若槻慎二は昭和生命京都支社の査定主任である。保険金の支払いなど金の動きに直結しているだけに、トラブルや犯罪に巻き込まれることも多い。
なかには意図的に保険会社へクレームをつける客もいる。苦情は日常業務のうち、と言ってもよさそうだ。
その若槻へ指名で呼び出しがあった。菰田重徳という男だが、若槻にはその名前に心当たりがない。それでも無視するわけにいかず、嵐電で嵯峨まで出かけて行った。目指す家は、敷地は広いものの荒れ果てている。呼んでみたが返事がない。そこへ菰田が帰ってきて一緒に家へ入ったところが、菰田の息子・和也が首を吊って死んでいるのを発見する。

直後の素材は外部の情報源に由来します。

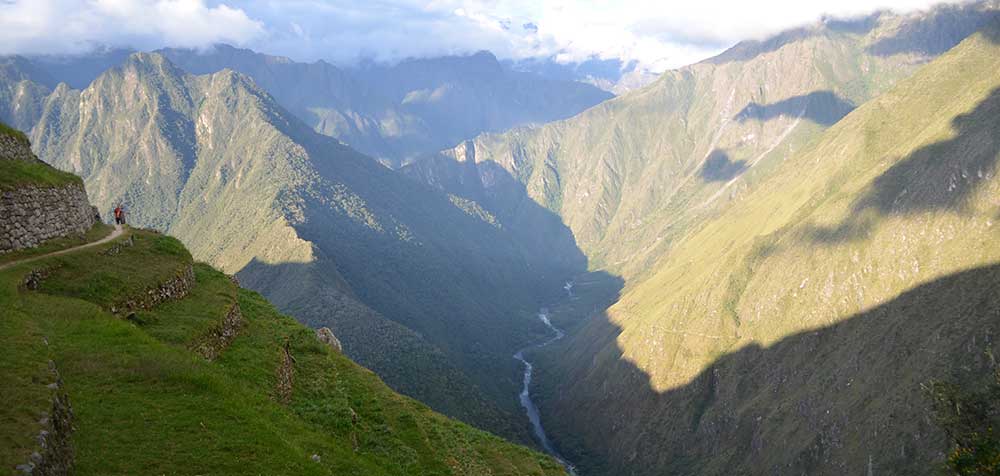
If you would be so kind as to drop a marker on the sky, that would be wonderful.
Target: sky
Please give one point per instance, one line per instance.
(658, 34)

警察は、首に残った紐の痕から自殺と結論づけた。絞殺してから吊るした場合と首を吊って死んだ場合とでは首にできる傷痕がまったく違うらしい。
和也は500万円の死亡保険に加盟していた。
若槻は死体を発見したときの様子から、菰田による保険金殺人を疑う。保険金の支払いは本社扱いとなり、査定に時間がかかる。菰田は毎日支社に現れ、早期の支払いを請求する。
ようやく、保険金が支払われることになり、若槻は納得しがたい気持ちと同時に安堵感を取り戻すことができた。
ところが、これは事件の始まりで、これから戦慄のドラマが展開する。
さて、本書で興味をそそるのは、何と言っても保険業界の内幕である。保険金殺人はときとしてニュースになることがあるが、実際は詐取の目的が達成されてニュースにならないものもかなりあるのではないか、と思わせる。
生命保険は、業界の人に言わせれば安心を売っているということにもなろうが、その対象は“命”である。
してみれば、奇麗ごとだけでは済まされない。ましてや、モラルが崩壊していると言われている現代である。